Pro-life campaigners have threatened to take legal action after Scotland’s Chief Medical Officer said women could take abortion pills at home.
The Society for the Protection of Unborn Children (SPUC) has written to Dr Catherine Calderwood, calling for her to row back on her decision to let women take the drug misoprostol outside a clinical setting.
Calderwood has until 12 noon on Friday 5 January to comply, after which SPUC will launch legal action “without further notice”.
Abortion drugs
Medical abortions involve taking two tablets – mifepristone, which kills the developing baby, and misoprostol which induces a miscarriage to expel it from the womb.
In England and Wales both drugs must be taken in the presence of a medical professional.
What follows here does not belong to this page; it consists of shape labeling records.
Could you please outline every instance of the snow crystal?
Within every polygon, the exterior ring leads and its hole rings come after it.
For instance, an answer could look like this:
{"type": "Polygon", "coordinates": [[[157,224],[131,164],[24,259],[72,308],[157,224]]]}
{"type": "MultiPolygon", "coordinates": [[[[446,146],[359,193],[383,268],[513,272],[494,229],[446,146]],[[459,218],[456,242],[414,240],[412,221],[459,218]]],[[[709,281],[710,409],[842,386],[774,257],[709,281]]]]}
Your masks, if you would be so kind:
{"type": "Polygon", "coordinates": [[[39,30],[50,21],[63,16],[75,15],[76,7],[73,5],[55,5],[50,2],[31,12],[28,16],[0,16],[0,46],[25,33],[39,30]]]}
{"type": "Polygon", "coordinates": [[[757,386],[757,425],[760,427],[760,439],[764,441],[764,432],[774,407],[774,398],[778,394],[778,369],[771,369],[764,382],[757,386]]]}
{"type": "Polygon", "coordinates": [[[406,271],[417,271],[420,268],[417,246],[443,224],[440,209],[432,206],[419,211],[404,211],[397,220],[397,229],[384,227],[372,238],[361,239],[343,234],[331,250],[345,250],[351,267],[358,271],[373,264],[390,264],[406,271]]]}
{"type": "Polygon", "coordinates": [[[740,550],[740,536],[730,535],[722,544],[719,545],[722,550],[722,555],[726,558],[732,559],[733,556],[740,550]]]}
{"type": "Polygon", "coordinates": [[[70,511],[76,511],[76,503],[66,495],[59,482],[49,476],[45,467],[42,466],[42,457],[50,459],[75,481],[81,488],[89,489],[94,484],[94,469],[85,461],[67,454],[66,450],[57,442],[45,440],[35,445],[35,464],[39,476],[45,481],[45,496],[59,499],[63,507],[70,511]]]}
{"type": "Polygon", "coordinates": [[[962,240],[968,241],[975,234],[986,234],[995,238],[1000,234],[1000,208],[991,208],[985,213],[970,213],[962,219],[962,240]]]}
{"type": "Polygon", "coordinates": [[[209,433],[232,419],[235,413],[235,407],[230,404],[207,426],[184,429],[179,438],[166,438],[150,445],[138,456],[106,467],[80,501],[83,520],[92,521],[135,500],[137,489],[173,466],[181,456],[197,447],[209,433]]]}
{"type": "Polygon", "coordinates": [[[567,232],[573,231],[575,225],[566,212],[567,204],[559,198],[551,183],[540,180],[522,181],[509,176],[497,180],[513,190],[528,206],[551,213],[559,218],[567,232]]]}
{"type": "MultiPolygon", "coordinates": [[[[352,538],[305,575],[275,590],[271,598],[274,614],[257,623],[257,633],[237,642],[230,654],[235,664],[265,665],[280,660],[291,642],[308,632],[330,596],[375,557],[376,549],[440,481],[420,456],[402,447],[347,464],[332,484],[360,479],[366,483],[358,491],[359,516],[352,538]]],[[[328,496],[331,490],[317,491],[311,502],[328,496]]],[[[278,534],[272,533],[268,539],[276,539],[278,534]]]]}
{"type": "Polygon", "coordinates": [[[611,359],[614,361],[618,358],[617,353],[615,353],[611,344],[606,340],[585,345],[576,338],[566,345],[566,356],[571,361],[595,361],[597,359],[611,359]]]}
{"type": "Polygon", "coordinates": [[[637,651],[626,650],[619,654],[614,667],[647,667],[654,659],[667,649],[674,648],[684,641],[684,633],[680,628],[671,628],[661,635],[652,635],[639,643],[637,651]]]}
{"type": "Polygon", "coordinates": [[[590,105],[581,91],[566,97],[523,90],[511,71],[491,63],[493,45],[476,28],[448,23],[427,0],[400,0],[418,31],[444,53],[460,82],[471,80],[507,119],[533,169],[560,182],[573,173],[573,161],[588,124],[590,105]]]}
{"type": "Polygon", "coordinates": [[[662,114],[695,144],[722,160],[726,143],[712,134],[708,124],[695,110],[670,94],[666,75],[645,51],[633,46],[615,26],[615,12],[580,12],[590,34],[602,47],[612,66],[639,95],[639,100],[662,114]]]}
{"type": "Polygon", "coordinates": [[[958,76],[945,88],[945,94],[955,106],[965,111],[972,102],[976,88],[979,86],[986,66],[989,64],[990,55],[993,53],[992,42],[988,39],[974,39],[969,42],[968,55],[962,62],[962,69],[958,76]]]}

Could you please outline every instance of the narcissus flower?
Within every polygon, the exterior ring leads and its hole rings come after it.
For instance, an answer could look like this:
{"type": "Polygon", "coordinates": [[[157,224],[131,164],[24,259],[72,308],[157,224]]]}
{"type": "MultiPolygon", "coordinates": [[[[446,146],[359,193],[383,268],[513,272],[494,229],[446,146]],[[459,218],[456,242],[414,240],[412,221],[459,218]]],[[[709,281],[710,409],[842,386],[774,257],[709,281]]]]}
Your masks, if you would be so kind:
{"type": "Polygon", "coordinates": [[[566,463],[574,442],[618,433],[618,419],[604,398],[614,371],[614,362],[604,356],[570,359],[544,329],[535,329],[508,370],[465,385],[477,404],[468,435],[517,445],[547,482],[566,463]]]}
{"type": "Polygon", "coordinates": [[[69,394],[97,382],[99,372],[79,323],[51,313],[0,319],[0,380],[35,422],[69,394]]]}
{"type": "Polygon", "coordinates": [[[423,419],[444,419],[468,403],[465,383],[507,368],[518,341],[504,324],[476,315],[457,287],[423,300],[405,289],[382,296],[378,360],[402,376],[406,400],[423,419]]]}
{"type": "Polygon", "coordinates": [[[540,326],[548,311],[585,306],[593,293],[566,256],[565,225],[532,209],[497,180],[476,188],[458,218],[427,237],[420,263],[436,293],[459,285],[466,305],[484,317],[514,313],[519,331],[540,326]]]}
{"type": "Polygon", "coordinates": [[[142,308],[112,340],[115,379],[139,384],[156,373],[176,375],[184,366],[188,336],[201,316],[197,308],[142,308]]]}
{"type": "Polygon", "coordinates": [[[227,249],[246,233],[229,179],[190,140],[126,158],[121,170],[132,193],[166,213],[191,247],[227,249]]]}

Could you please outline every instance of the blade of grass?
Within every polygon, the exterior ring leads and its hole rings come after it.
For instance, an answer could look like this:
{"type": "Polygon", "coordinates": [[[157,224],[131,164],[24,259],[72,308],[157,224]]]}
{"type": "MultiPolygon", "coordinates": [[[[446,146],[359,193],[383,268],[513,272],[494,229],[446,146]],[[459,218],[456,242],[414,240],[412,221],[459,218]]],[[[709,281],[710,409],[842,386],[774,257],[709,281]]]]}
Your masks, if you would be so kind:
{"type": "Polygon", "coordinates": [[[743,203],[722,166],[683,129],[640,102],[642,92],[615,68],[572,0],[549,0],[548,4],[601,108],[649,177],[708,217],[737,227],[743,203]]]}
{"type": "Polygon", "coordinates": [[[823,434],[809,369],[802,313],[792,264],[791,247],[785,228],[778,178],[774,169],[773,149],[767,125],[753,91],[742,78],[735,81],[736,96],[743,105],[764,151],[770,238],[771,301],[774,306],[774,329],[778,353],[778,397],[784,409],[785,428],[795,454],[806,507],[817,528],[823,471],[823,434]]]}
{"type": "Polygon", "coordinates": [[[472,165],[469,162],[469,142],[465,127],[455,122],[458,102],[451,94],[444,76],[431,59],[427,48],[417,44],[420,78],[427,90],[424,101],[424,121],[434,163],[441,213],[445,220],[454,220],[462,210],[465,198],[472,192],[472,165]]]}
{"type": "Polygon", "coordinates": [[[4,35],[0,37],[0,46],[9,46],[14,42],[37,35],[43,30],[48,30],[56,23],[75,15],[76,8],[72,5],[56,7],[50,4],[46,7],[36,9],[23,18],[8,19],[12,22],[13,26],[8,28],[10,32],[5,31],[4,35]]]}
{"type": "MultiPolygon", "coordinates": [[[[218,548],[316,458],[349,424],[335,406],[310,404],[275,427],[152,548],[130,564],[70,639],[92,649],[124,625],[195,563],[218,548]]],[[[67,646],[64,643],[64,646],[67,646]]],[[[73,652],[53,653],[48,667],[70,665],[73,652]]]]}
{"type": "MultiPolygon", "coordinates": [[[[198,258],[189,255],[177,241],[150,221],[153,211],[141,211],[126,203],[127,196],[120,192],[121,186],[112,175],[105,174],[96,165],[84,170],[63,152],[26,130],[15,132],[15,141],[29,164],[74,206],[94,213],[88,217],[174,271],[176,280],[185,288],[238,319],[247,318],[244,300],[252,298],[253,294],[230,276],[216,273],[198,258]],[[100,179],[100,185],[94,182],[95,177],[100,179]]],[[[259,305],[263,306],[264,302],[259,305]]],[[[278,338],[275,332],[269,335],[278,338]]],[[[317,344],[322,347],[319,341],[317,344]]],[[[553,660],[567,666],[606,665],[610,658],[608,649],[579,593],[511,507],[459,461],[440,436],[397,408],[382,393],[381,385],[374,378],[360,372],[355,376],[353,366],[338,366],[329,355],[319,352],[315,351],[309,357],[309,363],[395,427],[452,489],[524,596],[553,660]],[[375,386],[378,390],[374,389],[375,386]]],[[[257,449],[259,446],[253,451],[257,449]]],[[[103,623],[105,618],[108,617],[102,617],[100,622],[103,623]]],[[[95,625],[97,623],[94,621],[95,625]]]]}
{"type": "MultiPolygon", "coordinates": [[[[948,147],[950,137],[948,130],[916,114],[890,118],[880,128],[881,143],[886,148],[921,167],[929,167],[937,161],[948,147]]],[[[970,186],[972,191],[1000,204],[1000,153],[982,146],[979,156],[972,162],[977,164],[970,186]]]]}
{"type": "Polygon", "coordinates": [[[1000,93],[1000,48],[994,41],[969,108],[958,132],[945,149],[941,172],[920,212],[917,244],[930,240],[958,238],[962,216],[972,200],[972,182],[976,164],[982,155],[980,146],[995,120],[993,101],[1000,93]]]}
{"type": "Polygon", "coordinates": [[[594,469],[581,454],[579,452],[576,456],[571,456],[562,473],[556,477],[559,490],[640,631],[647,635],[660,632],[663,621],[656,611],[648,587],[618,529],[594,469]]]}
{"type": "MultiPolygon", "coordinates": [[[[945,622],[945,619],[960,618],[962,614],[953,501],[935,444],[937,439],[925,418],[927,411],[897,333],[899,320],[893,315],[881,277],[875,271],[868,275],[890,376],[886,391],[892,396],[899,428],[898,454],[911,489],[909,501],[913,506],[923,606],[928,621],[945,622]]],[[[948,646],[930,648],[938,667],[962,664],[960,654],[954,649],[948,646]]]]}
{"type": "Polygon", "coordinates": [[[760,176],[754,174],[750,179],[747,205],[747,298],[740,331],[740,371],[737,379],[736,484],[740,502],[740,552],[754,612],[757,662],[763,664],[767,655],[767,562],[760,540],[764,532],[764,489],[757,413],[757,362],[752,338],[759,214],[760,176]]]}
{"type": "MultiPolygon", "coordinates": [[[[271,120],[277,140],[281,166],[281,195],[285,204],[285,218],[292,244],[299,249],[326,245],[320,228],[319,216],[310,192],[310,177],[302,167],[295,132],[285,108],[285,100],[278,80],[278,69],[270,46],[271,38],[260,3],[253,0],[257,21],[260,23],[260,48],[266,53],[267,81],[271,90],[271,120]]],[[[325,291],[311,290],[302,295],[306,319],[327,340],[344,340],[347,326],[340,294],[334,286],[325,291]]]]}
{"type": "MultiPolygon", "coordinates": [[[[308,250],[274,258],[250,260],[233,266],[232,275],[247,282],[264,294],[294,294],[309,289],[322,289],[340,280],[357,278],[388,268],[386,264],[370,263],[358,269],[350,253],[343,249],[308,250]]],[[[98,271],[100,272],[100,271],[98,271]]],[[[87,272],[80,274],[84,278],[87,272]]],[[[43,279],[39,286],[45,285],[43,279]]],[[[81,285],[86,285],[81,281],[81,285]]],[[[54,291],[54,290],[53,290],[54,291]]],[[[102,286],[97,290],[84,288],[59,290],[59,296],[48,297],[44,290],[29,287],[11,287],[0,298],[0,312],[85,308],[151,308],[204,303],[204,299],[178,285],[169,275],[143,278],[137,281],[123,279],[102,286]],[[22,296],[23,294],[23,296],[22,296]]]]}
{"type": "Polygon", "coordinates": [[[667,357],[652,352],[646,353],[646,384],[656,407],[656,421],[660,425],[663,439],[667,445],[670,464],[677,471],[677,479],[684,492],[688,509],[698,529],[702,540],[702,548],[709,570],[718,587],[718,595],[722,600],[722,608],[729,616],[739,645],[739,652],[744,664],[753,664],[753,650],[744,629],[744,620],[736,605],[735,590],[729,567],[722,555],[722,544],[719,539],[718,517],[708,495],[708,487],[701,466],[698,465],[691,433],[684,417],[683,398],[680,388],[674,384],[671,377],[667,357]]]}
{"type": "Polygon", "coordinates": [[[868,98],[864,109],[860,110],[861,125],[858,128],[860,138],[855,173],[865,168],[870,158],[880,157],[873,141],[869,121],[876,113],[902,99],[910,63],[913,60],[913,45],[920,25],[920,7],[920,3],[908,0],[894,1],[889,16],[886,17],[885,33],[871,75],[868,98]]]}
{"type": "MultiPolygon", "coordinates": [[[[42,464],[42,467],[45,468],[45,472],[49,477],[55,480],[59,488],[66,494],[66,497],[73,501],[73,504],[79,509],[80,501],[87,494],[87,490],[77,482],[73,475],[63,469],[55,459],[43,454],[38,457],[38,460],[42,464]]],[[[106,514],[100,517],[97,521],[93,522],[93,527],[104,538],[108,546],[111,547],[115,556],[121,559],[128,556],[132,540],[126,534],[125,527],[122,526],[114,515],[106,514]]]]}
But since October, Scottish women have been able to take misoprostol by themselves, after a change in policy quickly authorised by Calderwood.
John Deighan, Chief Executive of SPUC, said the development will “result in dreadful threats to women’s health” adding that the group has “no alternative” but to challenge it.
‘Unlawful’
SPUC’s letter to the Chief Medical Officer states that her decision was “unlawful”. A solicitor acting for the group said:
“The taking of the abortifacient drugs must be done under the supervision either of a registered medical practitioner, or by some other suitable member of staff who is acting under the control of a medical practitioner.
“It cannot be done by a patient unsupervised, at home or elsewhere.”
“As the approval anticipates the patient administering the drug to herself without medical supervision, that approval proceeds upon a misdirection as to the requirements of the 1967 Act, and is accordingly unlawful”.
Under the radar
Calderwood’s change in practice came without parliamentary scrutiny or public consultation.
There are now calls for a similar change to be implemented in England and Wales, with support from the President of the Royal College of Obstetricians and Gynaecologists.
As well as being fatal for an unborn child, medical abortions carry with them a plethora of physical and psychological risks to a mother’s health.
Risks
These were outlined last week in an article by Dr Philippa Taylor, Head of Public Policy at the Christian Medical Fellowship.
Dr Taylor said there are many reasons why “changing practice will be to the detriment of women’s physical and emotional health”.
Most alarmingly, she wrote, “there is no control over when, where or even who is taking the pills”.
‘Psychological fallout’
She cited a study showing that post-abortion complications are four times more likely to occur after medical abortions than surgical abortions.
Medical abortions also carry a much higher risk of haemorrhaging and a higher risk of hospitalisation.
Dr Taylor also noted that the “psychological fallout from medical abortions completed at home can be severe”.
Women usually see the fetus and have to dispose of the remains by themselves.